Forlizzi Named Dean of Diversity, Equity and Inclusion for SCS

Carnegie Mellon University ---

HCII professor aims to make an impact

Jodi Forlizzi will lean on her background as a designer to address what she called "a truly wicked problem" in her role as the inaugural associate dean of diversity, equity and inclusion in Carnegie Mellon University’s School of Computer Science.

"I’m trained as a designer, and many systemic design practices apply to this work," said Forlizzi, the Charles M. Geschke Director of the Human-Computer Interaction Institute since 2017 and faculty since 2000. "We can start by making small changes that could have great impact."

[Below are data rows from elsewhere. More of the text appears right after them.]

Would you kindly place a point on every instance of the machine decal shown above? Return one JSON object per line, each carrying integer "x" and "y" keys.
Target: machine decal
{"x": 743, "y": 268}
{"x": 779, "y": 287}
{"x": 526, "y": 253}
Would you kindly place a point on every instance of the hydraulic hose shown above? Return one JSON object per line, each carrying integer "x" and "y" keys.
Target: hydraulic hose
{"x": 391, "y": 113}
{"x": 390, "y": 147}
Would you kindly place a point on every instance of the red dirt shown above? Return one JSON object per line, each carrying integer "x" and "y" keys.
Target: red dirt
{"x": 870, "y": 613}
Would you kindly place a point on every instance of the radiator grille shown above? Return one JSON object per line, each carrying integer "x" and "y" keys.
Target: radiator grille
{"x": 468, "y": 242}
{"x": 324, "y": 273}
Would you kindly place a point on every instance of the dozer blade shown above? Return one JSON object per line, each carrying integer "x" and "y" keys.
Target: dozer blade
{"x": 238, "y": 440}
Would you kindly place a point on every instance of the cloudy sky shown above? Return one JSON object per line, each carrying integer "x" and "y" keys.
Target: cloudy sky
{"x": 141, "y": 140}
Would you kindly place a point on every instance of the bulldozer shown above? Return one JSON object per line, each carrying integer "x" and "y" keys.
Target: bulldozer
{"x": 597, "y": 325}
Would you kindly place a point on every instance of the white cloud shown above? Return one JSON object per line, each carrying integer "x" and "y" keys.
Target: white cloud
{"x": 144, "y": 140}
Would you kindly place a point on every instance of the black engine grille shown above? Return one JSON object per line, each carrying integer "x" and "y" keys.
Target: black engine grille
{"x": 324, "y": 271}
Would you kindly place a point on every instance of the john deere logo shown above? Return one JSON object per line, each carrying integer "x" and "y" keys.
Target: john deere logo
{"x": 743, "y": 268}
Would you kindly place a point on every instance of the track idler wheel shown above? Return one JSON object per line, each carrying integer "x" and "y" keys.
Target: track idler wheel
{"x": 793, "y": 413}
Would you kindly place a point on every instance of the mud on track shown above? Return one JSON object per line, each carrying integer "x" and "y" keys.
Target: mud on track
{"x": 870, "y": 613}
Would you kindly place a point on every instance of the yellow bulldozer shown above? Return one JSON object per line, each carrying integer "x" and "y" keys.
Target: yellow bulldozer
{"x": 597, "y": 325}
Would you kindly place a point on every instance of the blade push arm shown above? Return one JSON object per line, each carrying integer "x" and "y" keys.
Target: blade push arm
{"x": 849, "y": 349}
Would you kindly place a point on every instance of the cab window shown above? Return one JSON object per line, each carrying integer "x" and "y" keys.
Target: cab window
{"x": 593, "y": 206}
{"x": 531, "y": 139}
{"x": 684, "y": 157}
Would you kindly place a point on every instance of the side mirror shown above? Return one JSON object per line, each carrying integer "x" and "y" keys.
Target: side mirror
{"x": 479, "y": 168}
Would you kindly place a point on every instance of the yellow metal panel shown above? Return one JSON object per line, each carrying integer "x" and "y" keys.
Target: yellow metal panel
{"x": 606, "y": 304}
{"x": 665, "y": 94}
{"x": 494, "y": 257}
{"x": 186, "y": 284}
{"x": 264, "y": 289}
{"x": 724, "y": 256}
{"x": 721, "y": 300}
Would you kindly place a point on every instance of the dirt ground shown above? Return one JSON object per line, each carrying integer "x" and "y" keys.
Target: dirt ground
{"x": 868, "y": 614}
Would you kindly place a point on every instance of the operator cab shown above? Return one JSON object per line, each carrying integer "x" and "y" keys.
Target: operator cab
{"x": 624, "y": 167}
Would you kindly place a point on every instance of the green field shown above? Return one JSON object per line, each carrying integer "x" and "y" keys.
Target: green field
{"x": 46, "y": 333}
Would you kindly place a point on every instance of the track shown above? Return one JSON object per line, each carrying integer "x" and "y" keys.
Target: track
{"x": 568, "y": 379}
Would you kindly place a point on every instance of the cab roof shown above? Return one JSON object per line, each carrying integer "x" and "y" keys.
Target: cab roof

Forlizzi helped initiate some of those changes in her work as the diversity, equity and inclusion lead for the school. Under her guidance, SCS has started documenting important processes including those for hiring, onboarding, offboarding, reviews, promotions, award and committee selections. The school has also gathered and centralized outreach activities to better coordinate and update them as needed.

Forlizzi has also led the charge to create a Broadening Participation in Computing Plan and expand the number of GEM fellowships to increase the participation of underrepresented groups at graduate levels in engineering and science.

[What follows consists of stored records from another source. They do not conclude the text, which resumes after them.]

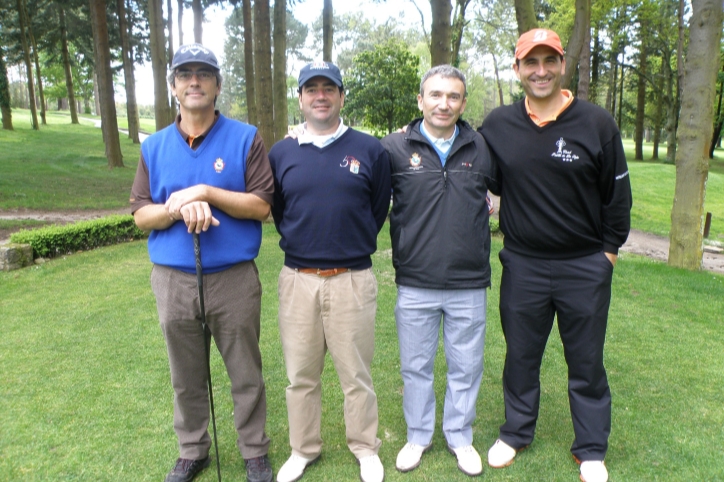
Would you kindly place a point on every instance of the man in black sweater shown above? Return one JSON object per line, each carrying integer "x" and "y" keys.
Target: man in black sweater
{"x": 565, "y": 211}
{"x": 440, "y": 251}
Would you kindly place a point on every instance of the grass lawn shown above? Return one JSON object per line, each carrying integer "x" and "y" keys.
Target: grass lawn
{"x": 62, "y": 166}
{"x": 86, "y": 392}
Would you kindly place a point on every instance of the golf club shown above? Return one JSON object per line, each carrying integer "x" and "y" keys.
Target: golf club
{"x": 207, "y": 343}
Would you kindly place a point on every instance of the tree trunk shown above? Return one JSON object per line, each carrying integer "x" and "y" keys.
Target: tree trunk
{"x": 694, "y": 133}
{"x": 66, "y": 65}
{"x": 7, "y": 113}
{"x": 28, "y": 67}
{"x": 584, "y": 62}
{"x": 327, "y": 30}
{"x": 619, "y": 116}
{"x": 718, "y": 120}
{"x": 37, "y": 65}
{"x": 658, "y": 117}
{"x": 198, "y": 10}
{"x": 169, "y": 24}
{"x": 595, "y": 66}
{"x": 281, "y": 123}
{"x": 102, "y": 57}
{"x": 162, "y": 109}
{"x": 457, "y": 30}
{"x": 525, "y": 15}
{"x": 249, "y": 63}
{"x": 263, "y": 77}
{"x": 641, "y": 95}
{"x": 440, "y": 33}
{"x": 672, "y": 111}
{"x": 497, "y": 79}
{"x": 180, "y": 20}
{"x": 131, "y": 107}
{"x": 575, "y": 43}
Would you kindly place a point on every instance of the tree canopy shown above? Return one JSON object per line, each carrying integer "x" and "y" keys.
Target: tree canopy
{"x": 382, "y": 86}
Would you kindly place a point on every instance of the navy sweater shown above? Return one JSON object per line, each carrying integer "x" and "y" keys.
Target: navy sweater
{"x": 564, "y": 187}
{"x": 330, "y": 203}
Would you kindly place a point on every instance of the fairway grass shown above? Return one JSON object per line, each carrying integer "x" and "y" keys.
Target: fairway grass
{"x": 62, "y": 167}
{"x": 86, "y": 392}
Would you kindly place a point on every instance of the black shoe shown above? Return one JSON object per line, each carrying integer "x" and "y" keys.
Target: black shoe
{"x": 258, "y": 469}
{"x": 186, "y": 470}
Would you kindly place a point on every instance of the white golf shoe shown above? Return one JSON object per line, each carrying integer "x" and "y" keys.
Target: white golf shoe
{"x": 410, "y": 456}
{"x": 593, "y": 471}
{"x": 501, "y": 455}
{"x": 293, "y": 468}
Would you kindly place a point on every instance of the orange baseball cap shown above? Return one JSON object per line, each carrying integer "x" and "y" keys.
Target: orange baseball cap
{"x": 533, "y": 38}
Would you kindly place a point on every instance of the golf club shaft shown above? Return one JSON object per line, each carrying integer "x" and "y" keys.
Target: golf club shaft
{"x": 207, "y": 343}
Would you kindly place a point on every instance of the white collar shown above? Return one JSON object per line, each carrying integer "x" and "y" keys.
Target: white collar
{"x": 323, "y": 140}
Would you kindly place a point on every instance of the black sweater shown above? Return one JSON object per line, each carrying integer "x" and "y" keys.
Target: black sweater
{"x": 330, "y": 203}
{"x": 439, "y": 220}
{"x": 564, "y": 187}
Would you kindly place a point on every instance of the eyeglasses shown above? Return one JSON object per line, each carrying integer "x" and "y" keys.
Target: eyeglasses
{"x": 188, "y": 74}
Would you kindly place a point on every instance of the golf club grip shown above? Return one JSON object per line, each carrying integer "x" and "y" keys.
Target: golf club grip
{"x": 199, "y": 277}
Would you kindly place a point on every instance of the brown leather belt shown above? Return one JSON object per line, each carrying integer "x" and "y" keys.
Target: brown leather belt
{"x": 323, "y": 272}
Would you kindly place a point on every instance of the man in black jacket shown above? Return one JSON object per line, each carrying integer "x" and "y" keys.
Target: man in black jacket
{"x": 565, "y": 211}
{"x": 441, "y": 247}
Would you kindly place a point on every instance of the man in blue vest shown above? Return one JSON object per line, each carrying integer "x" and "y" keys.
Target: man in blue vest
{"x": 209, "y": 175}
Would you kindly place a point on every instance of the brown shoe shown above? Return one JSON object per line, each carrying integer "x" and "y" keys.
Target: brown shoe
{"x": 185, "y": 469}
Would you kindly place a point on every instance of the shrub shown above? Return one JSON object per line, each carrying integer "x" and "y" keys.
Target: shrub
{"x": 56, "y": 240}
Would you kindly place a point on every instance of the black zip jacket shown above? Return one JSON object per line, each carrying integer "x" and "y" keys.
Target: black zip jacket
{"x": 439, "y": 220}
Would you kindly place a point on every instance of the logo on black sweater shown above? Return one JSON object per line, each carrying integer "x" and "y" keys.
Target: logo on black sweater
{"x": 416, "y": 161}
{"x": 563, "y": 154}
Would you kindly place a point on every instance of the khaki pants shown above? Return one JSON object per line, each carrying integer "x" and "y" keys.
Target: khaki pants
{"x": 232, "y": 299}
{"x": 335, "y": 313}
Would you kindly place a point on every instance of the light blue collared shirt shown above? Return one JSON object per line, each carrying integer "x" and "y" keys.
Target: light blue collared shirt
{"x": 442, "y": 146}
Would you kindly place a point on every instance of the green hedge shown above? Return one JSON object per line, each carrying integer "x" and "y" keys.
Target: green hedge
{"x": 55, "y": 240}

"We’ve been chipping away at it steadily, but DEI work is slow. It’s incremental, and sometimes it takes a long time for any one action to have an impact." Forlizzi said.

Among her first tasks will be to prioritize the work of Carol Frieze, the former director of the Women@SCS and SCS4All programs. Frieze recently retired, and Forlizzi does not want her work to fade. Additionally, Forlizzi sees a need to expand mentorship opportunities for the diverse cadre of faculty, staff and students the school hopes to attract.

Forlizzi’s appointment comes at a time when the spotlight is on institutions to react against racism. Wanda Heading-Grant recently started as CMU’s chief diversity officer and vice president for Diversity, Equity and Inclusion, and schools across campus are appointing associate deans of DEI. Forlizzi said the unsettled nature of the United States, with protests, rallies and calls for social justice, suggest that conditions are ripe for radical change.

"Now is the time for action," Forlizzi said.

Martial Hebert , the dean of the School of Computer Science, said the unsettled nature of the country and the calls for action are reminders of the importance of this work. He said improving diversity, equity and inclusion is a major priority for both the school and the university, and Hebert is confident Forlizzi is up to the task.

"She’s enthusiastic about the topic, and it has always been important for her," Hebert said. "But it’s not just one job or one person. It’s changing and evolving the practices at the school. What really makes a difference is to have the school change, to have all of us change."

As Forlizzi starts her new role, SCS will organize a transition to a new HCII director.

Forlizzi earned a self-defined Ph.D. in human-computer interaction in 2007 and a master’s degree in interaction design - both from CMU. Her bachelor’s degree is in illustration from the University of the Arts in Philadelphia.

Forlizzi was elected to the Association for Computer Machinery’s CHI Academy for her significant, cumulative contributions to the development of the human-computer interaction field. In 2020, Forlizzi was named an ACM fellow.